I said nothing of the kind. I said that was the case under the existing law which this Bill is intended to amend.

MR. BRYN ROBERTS,

continuing, said, the hon. Member for Aberdeen stated that only 20 per cent. would recover under this Bill, because any person who in the slightest degree was guilty of contributory negligence in cases of accident could not recover. Therefore, under the Bill 80 per cent. would not recover any damages at all, but they would recover damages or compensation from the Insurance Societies. It was no consolation to the 80 per cent. who were deprived of compensation through their own contributory neglect to be able to say that the 20 per cent. would get larger damages in consequence under this Bill. In his view, there was no body of men in the country more intelligent and more capable of judging of their own interests, and it would be cruel to deny them the power to maintain their Insurance Societies and to force them to accept the Bill against their wishes. Only the previous week a meeting of railway men was held at Holyhead, and one of the speakers used this argument—If I am killed in a railway accident, which of you will come and give evidence on behalf of my widow against the Railway Company; which of you would not be afraid to do it?" That question was such a poser that the meeting unanimously resolved it would be far better to remain under the Society than to go under the Act. The hon. Member for Aberdeen had asked what the Bill would give the men. He omitted to enumerate one thing it would give them, and that was in every case a lawsuit.

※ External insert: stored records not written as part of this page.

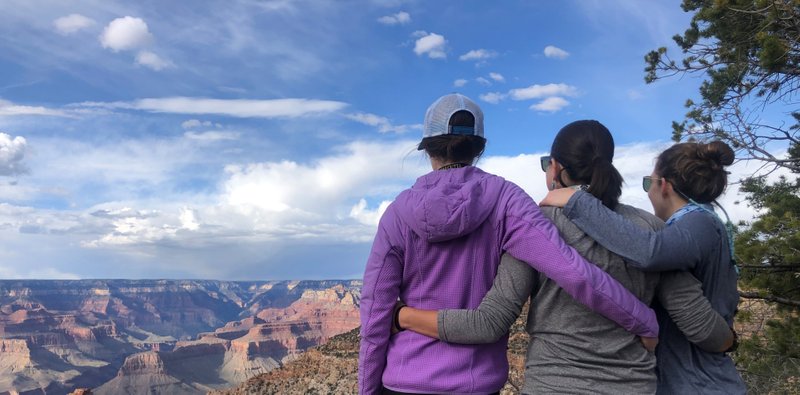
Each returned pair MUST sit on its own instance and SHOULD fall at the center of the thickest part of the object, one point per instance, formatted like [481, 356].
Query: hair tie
[599, 160]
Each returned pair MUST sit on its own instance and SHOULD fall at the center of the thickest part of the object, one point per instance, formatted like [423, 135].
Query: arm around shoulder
[498, 310]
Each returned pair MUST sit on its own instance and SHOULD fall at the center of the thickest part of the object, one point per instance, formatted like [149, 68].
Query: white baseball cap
[437, 118]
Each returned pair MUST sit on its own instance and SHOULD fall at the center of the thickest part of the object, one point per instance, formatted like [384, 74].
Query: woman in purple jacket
[438, 246]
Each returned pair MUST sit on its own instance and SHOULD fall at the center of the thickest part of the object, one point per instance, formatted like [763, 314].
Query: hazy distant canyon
[161, 336]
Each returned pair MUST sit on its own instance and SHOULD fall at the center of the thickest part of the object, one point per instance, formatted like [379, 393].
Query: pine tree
[749, 53]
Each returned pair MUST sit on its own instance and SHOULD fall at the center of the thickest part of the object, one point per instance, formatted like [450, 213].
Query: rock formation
[161, 336]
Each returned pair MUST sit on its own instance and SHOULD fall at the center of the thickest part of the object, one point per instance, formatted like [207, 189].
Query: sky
[258, 140]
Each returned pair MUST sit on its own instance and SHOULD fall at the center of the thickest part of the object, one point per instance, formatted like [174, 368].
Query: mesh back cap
[437, 118]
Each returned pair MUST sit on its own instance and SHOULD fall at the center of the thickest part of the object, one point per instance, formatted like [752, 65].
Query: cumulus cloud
[126, 33]
[153, 61]
[431, 44]
[12, 152]
[551, 104]
[72, 23]
[492, 97]
[477, 54]
[539, 91]
[382, 123]
[555, 53]
[240, 108]
[400, 18]
[364, 215]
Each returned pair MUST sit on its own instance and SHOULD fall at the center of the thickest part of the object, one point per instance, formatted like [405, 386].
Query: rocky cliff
[332, 368]
[161, 336]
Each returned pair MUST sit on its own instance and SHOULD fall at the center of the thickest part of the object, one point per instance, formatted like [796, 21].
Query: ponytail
[605, 183]
[585, 149]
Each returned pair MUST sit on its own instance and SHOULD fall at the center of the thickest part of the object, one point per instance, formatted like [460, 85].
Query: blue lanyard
[693, 206]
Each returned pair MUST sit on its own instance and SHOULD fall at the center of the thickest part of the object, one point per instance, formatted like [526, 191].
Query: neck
[674, 203]
[437, 163]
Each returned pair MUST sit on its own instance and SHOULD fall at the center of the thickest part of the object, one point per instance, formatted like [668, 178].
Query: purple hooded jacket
[438, 246]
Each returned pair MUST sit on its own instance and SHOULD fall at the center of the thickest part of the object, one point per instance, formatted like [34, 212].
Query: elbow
[494, 335]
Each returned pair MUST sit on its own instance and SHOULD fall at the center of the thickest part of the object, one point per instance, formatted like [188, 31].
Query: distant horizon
[256, 139]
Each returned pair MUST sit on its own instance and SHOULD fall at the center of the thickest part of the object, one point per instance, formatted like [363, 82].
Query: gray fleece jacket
[572, 349]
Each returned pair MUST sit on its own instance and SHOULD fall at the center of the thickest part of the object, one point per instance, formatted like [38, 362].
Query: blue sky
[261, 139]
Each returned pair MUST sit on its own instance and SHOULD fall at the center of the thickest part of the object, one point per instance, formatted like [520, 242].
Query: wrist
[735, 344]
[397, 326]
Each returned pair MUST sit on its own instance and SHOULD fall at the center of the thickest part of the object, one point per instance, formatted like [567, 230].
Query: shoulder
[640, 217]
[702, 224]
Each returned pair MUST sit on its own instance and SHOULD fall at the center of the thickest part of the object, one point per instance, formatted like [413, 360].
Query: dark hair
[455, 147]
[586, 149]
[696, 170]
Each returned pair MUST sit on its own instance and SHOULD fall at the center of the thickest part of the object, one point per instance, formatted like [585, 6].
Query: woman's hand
[557, 197]
[649, 343]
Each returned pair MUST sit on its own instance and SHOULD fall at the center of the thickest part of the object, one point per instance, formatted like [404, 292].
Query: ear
[666, 188]
[557, 169]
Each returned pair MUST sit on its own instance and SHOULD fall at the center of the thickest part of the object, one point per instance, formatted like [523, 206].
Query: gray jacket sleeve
[676, 247]
[498, 310]
[681, 294]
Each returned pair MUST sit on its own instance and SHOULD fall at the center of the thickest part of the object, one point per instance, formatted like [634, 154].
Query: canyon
[162, 336]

But under the clause of his hon. Friend they would get every farthing of compensation without any lawsuit whatever. The late Homo Secretary pointed out that the average amount recovered under the existing Act was not so large as the minimum granted by the Society; but he might have gone further, for it was a well-known fact that the damages awarded wore very considerably reduced by legal costs. The right hon. Gentleman the present Home Secretary used one other argument which was fallacious, and that was that the company was niggardly in its treatment of serious cases, because the compensation was limited to £100; but he forgot that these Societies could do what Friendly Societies were unable to do—i.e., cope with all cases, however serious. He was convinced that if he voted against the clause of the hon. Member for Crewe he would be acting not only against the wishes of his constituents, but also against every principle of justice and expediency.

Motion made, and Question proposed, "That the Debate be now adjourned."—(Mr. Fenwick.)

Motion agreed to.

Debate further adjourned till Tomorrow.